Leading the 28 Māori Battalion: Lieutenant Colonel Frederick Baker

Portrait of Frederick Baker - This image may be subject to copyright

Auckland War Memorial Museum Tamaki Paenga Hira

Known for being a strong and honourable leader, Lieutenant Colonel Frederick Baker (Ngāpuhi) could be considered an ideal soldier - skilled in strategy, he was a courageous and “worthy commander” who led his troops with courage and mana, later continuing his service by advocating for equal treatment of Māori in the army.

Throughout his time in the Battalion, Baker showed perseverance and determination to lead his troops using his strategic thinking and resourcefulness.

Early Days

Lieutenant Colonel Frederick Baker was born at Whauwhaukauri, Hokianga, on 19 June 1908. Baker's mother Jane Robinson was of Ngāpuhi descent as was his father, John Francis (Frank) Baker, who worked as a dairy farmer.
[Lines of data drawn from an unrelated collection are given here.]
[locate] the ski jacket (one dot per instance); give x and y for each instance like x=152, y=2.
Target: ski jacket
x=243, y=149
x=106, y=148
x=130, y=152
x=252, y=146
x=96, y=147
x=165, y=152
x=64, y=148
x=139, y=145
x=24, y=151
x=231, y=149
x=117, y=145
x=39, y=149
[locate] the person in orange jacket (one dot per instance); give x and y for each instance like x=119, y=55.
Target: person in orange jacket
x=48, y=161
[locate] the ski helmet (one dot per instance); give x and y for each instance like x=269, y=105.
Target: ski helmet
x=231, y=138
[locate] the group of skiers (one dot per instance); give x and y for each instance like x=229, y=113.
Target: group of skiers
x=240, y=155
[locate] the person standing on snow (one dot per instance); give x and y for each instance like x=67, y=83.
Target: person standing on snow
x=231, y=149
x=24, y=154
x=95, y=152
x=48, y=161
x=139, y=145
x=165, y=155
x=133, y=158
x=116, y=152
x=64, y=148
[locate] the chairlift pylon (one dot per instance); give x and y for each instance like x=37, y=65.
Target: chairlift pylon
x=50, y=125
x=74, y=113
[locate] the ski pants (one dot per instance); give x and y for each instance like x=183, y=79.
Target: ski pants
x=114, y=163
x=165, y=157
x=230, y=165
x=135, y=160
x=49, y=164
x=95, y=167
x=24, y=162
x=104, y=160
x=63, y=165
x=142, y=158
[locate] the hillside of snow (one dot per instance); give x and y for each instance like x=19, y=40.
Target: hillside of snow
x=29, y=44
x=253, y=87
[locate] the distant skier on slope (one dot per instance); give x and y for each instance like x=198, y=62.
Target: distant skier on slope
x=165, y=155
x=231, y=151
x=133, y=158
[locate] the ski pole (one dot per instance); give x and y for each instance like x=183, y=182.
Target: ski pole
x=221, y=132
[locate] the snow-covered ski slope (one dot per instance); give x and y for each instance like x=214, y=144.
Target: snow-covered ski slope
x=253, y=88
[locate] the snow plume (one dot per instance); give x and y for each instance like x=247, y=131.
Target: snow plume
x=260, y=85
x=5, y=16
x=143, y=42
Baker did well in school and was noted as being particularly promising at sports. He held a strong interest in rugby and played for Waikato and the Bay of Plenty. Baker was also an accomplished accountant, and by the end of 1931, he had completed his Professional Accountants' Examinations in Hamilton.

Baker married Edna Mavis Carrie, a dressmaker from Hamilton on 26 December 1933. They were married at the Presbyterian church in Frankton, and had two children.

In 1926, Baker joined the Territorials. He progressed quickly in his career, was appointed as a sergeant by 1928, then eventually became a lieutenant in June 1931. Following this, Baker served with the Mounted Rifles in Northland and the Waikato. In 1933, Baker moved to Wellington, where he worked as a reserve officer. Baker's work ethic and leadership was recognized, and by November 1939 he was posted to the 28th Mā​ori Battalion as an Intelligence Officer.

Greece and Crete

Baker took charge of the Mā​ori Reinforcement Company in Greece, and organised the battalion's embarkation from the UK to Egypt in 1941. Baker's leadership was tested when the Company suffered heavy casualties after defending Greece from the German invasion in the Olympus Pass. Baker was captured, but he managed to escape to Crete, where he became second-in-command to Major Dyer in D Company and after rejoining the battalion in Crete, he took command of A Company (28 Mā​​ori Battalion, p.224). Although Baker was wounded in heavy fighting, he still led others in the retreat. He continued to show perseverance and strong leadership skills within the army, and was made temporary colonel in 1942.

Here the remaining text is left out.